Una roca no siente el abandono.
Una isla no añora la lágrima
que le envuelve.
Mira el azul y naranja de una llama.
Mira con la mirada perdida entre las pavesas que arrasan el fondo
de su hogar; sigue mirando a una nada ciega de una luz que quema.
Lleva horas mirando, de pensamiento insistente, de bombardeo
incesante sobre los tiernos fortines que acaban por claudicar.
De su mirada se arranca un rojo que alimentó un corazón harto
de latir, para nada, para nadie que se ofrezca a recogerlo
en bandeja de plata; más bien fue Salomé quien se terciara
en el camino de un bautista que no acabó de ser baptizado.
Ahí sigue, mirando, sin ojos que basten a unas cuencas sin río.

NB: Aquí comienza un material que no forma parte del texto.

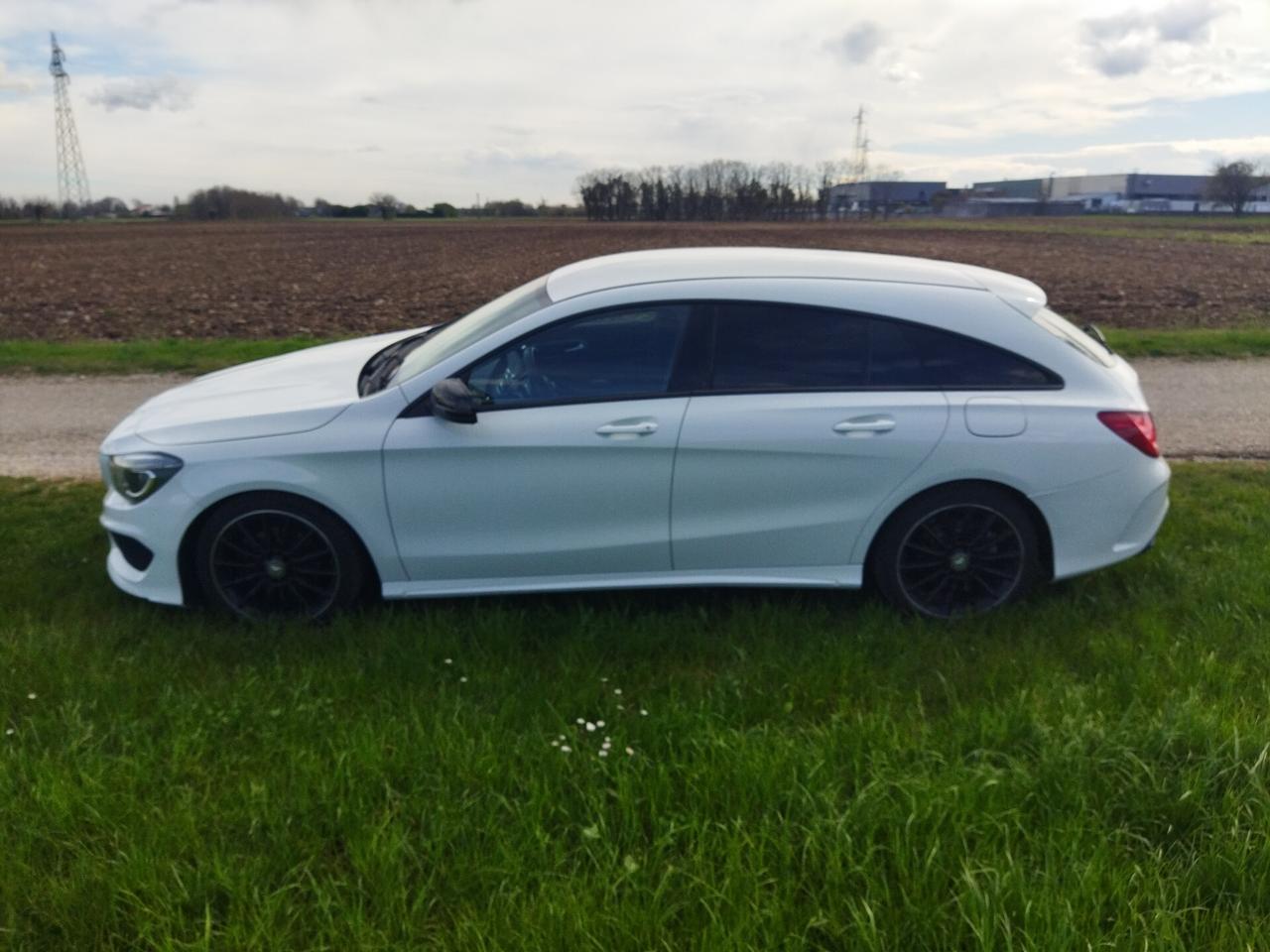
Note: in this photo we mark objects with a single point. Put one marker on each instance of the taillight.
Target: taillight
(1133, 428)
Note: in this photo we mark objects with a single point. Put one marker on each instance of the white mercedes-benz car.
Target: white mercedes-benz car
(698, 416)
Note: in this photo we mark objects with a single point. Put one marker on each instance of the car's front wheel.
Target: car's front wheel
(270, 553)
(955, 551)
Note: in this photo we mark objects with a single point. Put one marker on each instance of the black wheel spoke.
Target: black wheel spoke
(960, 558)
(275, 562)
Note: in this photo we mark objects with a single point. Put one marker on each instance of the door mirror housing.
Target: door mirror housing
(452, 400)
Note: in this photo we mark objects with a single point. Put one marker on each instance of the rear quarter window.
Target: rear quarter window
(916, 356)
(1072, 335)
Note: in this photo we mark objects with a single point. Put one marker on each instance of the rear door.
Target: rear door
(794, 444)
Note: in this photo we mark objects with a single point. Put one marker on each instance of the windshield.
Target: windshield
(485, 320)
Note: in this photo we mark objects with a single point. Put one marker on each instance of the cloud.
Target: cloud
(13, 84)
(1123, 45)
(169, 93)
(902, 73)
(1188, 21)
(858, 44)
(1120, 45)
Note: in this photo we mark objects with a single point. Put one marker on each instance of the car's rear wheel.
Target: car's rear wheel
(957, 551)
(272, 555)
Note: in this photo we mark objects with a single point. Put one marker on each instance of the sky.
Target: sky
(445, 99)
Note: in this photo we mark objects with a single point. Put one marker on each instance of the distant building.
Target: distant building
(1127, 191)
(1006, 207)
(856, 197)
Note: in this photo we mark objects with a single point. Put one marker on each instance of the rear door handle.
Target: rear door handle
(865, 424)
(640, 428)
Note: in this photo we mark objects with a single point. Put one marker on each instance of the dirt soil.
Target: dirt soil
(146, 280)
(53, 425)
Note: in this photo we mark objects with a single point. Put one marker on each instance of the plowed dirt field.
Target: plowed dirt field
(145, 280)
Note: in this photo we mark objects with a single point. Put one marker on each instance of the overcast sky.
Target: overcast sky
(443, 99)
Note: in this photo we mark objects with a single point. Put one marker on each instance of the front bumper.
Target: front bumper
(158, 525)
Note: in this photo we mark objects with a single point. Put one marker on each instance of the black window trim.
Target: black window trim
(702, 320)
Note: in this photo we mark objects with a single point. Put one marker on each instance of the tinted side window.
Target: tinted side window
(913, 356)
(785, 347)
(626, 353)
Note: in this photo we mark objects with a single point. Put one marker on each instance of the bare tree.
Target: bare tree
(1234, 182)
(386, 204)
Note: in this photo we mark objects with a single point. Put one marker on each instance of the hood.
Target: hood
(280, 395)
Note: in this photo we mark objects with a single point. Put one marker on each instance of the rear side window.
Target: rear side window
(771, 347)
(781, 347)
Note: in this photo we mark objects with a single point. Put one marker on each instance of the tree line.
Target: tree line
(716, 190)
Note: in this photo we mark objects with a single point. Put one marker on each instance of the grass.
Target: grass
(190, 356)
(1089, 770)
(163, 356)
(1196, 343)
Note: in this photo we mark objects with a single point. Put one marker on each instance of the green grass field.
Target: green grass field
(1084, 771)
(176, 356)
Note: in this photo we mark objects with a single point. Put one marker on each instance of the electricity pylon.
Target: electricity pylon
(860, 154)
(71, 178)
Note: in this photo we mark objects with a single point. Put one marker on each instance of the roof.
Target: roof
(712, 263)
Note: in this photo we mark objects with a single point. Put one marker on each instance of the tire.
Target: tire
(956, 551)
(275, 555)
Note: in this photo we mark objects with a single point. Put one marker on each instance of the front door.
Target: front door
(567, 471)
(794, 444)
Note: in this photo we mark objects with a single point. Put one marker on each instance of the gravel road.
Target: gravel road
(53, 425)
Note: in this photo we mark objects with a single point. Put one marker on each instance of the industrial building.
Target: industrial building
(1130, 191)
(880, 197)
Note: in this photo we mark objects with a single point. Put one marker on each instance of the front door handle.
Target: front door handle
(865, 424)
(638, 428)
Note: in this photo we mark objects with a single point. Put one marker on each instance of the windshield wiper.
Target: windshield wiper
(380, 368)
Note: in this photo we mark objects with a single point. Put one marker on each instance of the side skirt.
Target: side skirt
(821, 576)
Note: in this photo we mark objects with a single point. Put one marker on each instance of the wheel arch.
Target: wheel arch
(190, 585)
(1039, 522)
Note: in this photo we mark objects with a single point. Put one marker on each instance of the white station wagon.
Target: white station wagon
(698, 416)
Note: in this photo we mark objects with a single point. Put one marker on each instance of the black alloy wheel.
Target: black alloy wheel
(949, 556)
(261, 558)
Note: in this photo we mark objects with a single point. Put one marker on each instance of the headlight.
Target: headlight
(137, 476)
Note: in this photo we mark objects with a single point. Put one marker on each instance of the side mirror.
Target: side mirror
(453, 402)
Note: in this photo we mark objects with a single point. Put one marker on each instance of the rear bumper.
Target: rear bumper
(1107, 520)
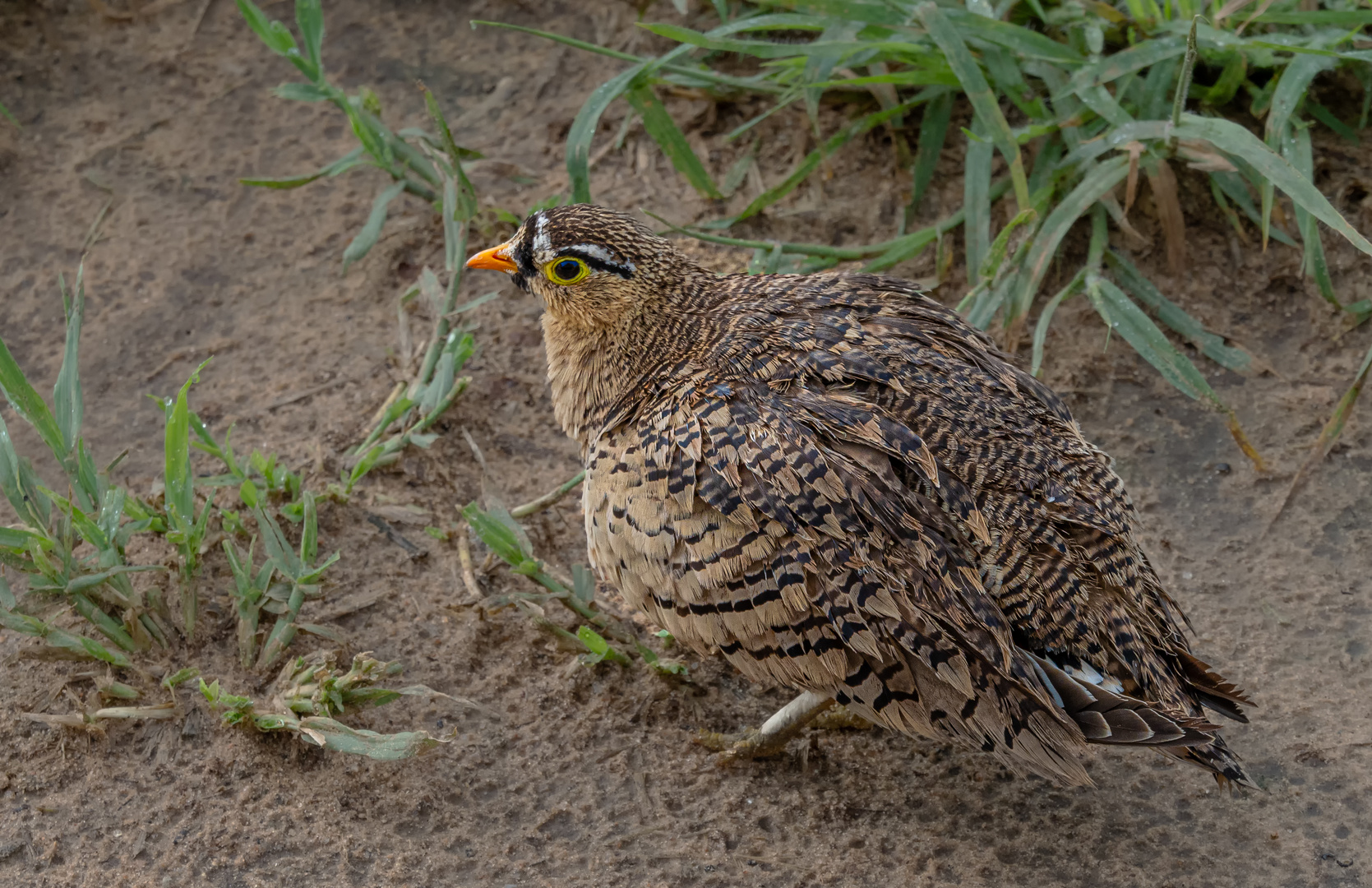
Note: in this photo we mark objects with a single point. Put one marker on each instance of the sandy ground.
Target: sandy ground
(588, 777)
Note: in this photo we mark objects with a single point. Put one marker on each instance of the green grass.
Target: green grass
(65, 576)
(1094, 92)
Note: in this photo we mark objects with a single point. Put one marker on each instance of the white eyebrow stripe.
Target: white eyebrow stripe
(541, 240)
(601, 252)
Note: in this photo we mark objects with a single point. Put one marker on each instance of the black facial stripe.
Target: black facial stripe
(598, 264)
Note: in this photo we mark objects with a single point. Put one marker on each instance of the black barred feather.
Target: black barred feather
(841, 486)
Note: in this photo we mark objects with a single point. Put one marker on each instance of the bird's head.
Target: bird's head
(593, 266)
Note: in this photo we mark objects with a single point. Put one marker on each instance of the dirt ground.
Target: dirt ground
(589, 777)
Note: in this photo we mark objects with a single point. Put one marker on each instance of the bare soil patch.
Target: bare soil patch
(589, 775)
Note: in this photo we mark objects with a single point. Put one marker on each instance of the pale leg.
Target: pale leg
(775, 732)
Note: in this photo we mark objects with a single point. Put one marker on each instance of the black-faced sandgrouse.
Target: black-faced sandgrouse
(845, 489)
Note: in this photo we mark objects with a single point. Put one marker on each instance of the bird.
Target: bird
(843, 488)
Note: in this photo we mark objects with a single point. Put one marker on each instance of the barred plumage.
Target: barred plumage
(843, 488)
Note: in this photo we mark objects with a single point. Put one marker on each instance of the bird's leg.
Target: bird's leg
(773, 736)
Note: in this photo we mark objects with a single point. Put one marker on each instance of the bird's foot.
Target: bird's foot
(771, 738)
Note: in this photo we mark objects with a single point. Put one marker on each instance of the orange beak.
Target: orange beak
(496, 258)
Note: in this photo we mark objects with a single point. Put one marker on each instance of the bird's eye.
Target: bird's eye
(567, 271)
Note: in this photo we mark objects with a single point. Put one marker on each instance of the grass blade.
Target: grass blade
(978, 92)
(1291, 88)
(1040, 331)
(309, 18)
(1296, 147)
(1173, 316)
(1328, 435)
(66, 394)
(584, 131)
(332, 734)
(1123, 316)
(933, 132)
(1234, 139)
(663, 129)
(371, 232)
(1091, 188)
(1152, 344)
(976, 199)
(29, 405)
(807, 166)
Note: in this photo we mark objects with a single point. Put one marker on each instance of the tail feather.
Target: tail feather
(1107, 717)
(1216, 758)
(1212, 691)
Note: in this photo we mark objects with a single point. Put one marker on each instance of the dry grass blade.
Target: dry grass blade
(1328, 437)
(1164, 183)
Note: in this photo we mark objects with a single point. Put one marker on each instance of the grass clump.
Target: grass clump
(1079, 99)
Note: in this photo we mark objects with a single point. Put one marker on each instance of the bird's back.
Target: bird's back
(845, 489)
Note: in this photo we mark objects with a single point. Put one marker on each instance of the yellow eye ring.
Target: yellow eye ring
(567, 271)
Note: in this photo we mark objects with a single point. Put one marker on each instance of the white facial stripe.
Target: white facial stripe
(541, 242)
(601, 252)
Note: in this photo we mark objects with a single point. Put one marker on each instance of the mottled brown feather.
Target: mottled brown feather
(843, 488)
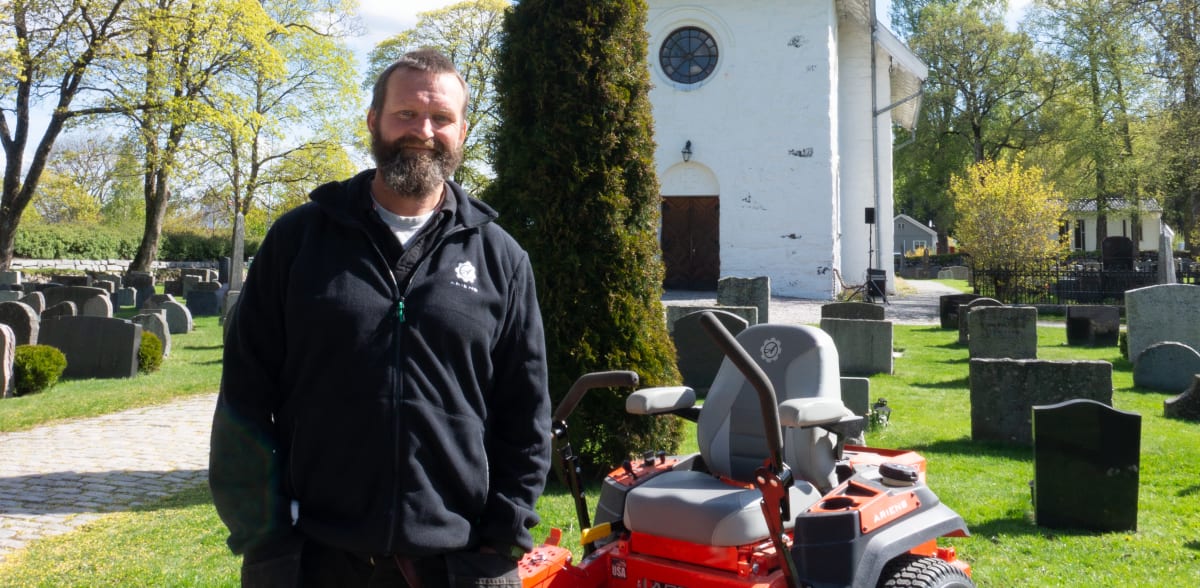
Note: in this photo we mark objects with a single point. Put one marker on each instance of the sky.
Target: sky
(384, 18)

Ahí sigue, llorando la pérdida, una pérdida que devendrá ganancia
con el paso cadencioso del bálsamo de un tiempo que no cesa.
Ya parece que ha doblado la mirada, ya cansada de fuego fatuo.
Parece que se levanta a otros lares no ya tan cálidos y tempestuosos.
Parece que se asoma al no paisaje que orla su ventana, un paisaje
que parece no existir de puro idílico, pero que es invisible de tanto
negror como abarrota su alma, un alma que ya no vuela...
Pero volará...
Volará porque una paloma no sabe hacer otra cosa, a menos que desee
ser pasto de algún halcón harto de gazpacho.
Parece que vuelve a levantarse; me temo que va a aliviar alguna urgencia.